Gerçek, çok sonraları anlaşıldı. Bu trajik olayın yaşandığı yerde eski zamanlarda bir ada vardı. Göçmen kuşların göç yolu üzerinde bulunan bu ada, bir deprem sonunda, okyanusa gömülmüştü. İnsanların, yok olduğunun bile ayırtına varamadıkları ada, göç yollarının ortasında kuşlar için vazgeçilmez bir "dinlenme" durağıydı. Kuşlar binlerce yıllık kalıtımsal alışkanlıklarıyla adanın yerini bilmekteydiler ve yıpratıcı, uzun yolculuklarının ortasında, biraz dinlenebilmek ve toparlanabilmek için, yine binlerce yıllık kalıtımsal güdüleriyle, okyanusun ortasındaki adaya geliyorlardı, ama... Olması gereken yerde adayı bulamayınca, yorgunluktan bitkin bedenlerini çığlık çığlığa okyanusun sularına bırakmak zorunda kalıyorlardı.
Sizin hiç "kendinizi toparlayacağınız" bir adanız oldu mu?

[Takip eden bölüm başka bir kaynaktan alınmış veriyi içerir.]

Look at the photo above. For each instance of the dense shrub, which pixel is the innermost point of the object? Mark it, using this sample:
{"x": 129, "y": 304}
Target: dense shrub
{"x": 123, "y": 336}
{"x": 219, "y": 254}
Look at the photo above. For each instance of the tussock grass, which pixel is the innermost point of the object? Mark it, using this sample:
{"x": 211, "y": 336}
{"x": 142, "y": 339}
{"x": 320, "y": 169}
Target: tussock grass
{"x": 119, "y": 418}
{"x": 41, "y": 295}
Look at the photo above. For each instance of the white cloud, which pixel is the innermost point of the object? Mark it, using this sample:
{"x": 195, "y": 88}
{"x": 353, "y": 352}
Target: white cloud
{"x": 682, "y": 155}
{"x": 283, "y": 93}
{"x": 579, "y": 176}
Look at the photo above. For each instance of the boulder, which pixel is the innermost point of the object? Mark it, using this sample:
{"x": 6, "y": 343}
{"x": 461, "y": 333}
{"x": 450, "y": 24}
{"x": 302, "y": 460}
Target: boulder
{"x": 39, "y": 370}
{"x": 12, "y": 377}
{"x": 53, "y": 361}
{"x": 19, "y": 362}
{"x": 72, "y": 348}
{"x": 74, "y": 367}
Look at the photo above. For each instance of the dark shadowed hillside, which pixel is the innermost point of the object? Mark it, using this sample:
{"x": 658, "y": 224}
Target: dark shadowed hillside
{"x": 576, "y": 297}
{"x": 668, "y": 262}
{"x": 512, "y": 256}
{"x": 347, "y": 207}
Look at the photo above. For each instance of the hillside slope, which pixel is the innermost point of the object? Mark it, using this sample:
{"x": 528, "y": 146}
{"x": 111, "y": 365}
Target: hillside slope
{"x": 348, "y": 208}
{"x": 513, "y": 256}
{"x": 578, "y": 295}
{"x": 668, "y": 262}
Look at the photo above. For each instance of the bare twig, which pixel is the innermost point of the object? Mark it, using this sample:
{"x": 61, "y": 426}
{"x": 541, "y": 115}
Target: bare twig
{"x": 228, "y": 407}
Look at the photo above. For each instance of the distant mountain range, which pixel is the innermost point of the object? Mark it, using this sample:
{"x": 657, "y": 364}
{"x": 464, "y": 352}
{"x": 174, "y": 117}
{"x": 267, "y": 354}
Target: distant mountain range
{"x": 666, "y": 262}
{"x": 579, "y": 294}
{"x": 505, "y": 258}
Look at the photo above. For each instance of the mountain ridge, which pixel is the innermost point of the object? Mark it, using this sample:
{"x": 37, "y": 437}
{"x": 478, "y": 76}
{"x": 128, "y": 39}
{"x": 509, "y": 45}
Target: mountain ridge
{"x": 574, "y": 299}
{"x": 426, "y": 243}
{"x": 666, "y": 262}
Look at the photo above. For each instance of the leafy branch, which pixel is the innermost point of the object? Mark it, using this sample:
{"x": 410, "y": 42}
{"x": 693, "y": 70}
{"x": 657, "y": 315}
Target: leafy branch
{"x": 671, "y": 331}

Yaşamın uzun "göç yolları"nda acaba, sizin de bir yudum taze soluk alabileceğiniz, yolunuzun kalan bölümüne dinç olarak devam etmenizi sağlayabileceğiniz bir adanız var mı? Bir gün yerinde bulamadığınızda ise, ona ille de ulaşmak ve sığınmak için, başınız dönercesine, dengeniz bozulurcasına çırpınıp kanat çırptığınız bir ada yaratabildiniz mi yaşamınızda kendinize?
Her şeyi sınırsızca paylaşabildiğiniz bir dost, yola birlikte çıkacak denli güven duyduğunuz bir arkadaş, size her zaman huzur verecek bir eş, ulaşmak için yıllardır uğraş verdiğiniz bir amaç edinebildiniz mi? Şöyle daha bir iyi bakın çevrenize... Size gelen, size sığınan... Sizin gittiğiniz, sizin sığındığınız...
Sahi bu dünyada sizin hiç adanız var mı?
Siz birine ada olduğunuzu düşündünüz mü hiç?
Adanızı asla kaybetmeyin, size sığınmak için gelenlerin umudunu da kırmayın.